Manifesting Destiny
March 18, 2009
I have not been, as they say, lucky in love. I’ve had one fortunate relationship to speak of, the one with my ex-husband, which has grown into a friendship for life; but there have been no great successes, no grand stories, no Great Love of which to speak. There has been drama, and chaos, and undesirable memories.
My luck has been greatly decreased by my habit of rushing into relationships with my bleeding heart held firmly out in front of me, chasing emotionally unavailable men who cannot escape quickly enough. Somehow, the fact that their backs are turned as they move away quickly in the other direction has escaped my notice, each and every time. I’ve begun to question my grip on reality, especially after seeing the smiling photos of one recent non-boyfriend with his MUCH older ladyfriend, with whom he re-entered into a relationship while I was still under the impression we were dating. He seems truly happy–if he is indeed capable of a positive emotion–and that really pisses me off.

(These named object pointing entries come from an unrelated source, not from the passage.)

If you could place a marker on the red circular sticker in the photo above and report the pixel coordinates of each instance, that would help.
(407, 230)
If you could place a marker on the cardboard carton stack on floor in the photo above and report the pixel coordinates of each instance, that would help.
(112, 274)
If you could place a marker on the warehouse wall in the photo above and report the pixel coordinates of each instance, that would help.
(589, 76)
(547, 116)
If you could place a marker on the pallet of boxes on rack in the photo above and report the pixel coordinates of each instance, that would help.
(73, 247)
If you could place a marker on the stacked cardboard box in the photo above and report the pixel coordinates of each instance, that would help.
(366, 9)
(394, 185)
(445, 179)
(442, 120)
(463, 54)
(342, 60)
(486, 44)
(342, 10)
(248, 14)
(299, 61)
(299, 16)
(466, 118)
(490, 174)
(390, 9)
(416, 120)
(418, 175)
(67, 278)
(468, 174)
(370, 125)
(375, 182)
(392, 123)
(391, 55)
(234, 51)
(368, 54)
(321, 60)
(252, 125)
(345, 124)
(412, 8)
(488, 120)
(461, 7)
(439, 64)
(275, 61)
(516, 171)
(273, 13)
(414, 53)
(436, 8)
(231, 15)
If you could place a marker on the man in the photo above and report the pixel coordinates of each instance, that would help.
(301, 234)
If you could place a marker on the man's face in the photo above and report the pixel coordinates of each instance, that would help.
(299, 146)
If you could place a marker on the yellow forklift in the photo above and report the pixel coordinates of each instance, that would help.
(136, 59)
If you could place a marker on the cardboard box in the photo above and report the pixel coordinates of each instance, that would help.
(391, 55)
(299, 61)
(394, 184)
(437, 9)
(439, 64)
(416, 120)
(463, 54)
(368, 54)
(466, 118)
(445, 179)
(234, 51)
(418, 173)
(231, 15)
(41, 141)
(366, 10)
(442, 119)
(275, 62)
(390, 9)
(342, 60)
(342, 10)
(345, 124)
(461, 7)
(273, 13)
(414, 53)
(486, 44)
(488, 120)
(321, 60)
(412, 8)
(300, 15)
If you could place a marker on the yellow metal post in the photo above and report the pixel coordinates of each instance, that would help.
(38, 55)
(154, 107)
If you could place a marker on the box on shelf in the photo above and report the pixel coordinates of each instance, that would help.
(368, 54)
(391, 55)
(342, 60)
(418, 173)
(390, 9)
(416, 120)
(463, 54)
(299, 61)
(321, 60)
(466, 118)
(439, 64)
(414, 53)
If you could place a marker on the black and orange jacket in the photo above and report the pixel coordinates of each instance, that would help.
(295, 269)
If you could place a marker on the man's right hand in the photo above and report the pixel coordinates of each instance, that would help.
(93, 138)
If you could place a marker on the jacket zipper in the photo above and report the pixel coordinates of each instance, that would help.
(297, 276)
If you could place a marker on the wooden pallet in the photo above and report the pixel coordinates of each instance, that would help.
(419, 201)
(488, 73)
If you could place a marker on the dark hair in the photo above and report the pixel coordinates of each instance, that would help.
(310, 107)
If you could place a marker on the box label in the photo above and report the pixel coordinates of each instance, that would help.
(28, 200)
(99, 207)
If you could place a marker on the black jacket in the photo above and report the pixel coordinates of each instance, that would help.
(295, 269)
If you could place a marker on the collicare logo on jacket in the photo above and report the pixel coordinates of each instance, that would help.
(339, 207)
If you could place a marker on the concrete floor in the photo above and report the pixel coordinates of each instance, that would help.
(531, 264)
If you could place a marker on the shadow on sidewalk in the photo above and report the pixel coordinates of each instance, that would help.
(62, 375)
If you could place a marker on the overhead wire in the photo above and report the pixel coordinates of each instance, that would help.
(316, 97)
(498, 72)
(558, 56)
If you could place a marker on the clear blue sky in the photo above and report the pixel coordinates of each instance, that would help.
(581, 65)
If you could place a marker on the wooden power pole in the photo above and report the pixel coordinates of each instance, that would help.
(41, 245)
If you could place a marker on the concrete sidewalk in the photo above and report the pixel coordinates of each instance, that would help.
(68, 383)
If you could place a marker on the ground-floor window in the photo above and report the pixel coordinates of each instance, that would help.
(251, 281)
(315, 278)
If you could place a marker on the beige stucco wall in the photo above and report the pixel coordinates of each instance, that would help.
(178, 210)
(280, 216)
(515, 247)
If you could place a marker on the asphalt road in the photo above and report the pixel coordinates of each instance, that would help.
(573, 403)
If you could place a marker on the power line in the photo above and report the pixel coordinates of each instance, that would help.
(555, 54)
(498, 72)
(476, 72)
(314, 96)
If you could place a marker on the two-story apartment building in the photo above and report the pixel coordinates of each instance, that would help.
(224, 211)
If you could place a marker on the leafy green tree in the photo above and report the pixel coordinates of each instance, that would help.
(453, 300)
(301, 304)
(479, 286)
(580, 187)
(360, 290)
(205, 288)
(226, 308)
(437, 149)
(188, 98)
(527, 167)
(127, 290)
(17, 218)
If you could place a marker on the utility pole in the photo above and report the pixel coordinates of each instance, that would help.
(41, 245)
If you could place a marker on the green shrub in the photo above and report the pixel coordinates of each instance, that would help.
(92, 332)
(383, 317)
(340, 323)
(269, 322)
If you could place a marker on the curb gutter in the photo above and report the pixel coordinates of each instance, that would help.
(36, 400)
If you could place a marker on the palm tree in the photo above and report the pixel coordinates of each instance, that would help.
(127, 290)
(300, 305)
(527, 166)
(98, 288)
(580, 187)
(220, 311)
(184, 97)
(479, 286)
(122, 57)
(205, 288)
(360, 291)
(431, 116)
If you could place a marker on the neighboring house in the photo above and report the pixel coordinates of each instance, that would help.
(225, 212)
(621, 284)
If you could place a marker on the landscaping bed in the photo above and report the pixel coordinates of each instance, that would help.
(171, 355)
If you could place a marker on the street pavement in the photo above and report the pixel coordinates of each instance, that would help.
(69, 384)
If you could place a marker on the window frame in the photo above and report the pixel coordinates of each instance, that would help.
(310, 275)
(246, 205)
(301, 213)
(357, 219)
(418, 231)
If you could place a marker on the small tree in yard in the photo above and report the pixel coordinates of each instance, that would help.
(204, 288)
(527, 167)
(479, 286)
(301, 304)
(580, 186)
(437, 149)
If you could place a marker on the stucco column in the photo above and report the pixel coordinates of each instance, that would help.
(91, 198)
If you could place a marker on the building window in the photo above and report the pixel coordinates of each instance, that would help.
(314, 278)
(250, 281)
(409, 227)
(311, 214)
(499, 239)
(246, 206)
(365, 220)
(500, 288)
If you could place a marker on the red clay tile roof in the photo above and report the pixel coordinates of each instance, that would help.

I began to wonder why it was so seemingly easy for people like him to move on, and to smile. I wondered why my friends are able to sustain good relationships, when I can’t seem to move past the “just dating” phase. So I sought answers from acupuncture, a special diet, and the meditative therapy that came along with it. I did my homework. I journaled. I blogged. I beat my head against a wall. Nothing came out.
Marc the Acupuncturist had told me that if I wanted a certain life in the future, I needed to zero in on exactly what I wanted, put it out there in the universe, and manifest it. So that’s what I did. I finished my homework, figured out what I wanted, and wrote it out in big letters for the gods to see and send my answer. When the Tall Boy came around, I thought to myself, Wow! That was fast! Thank you, Universe!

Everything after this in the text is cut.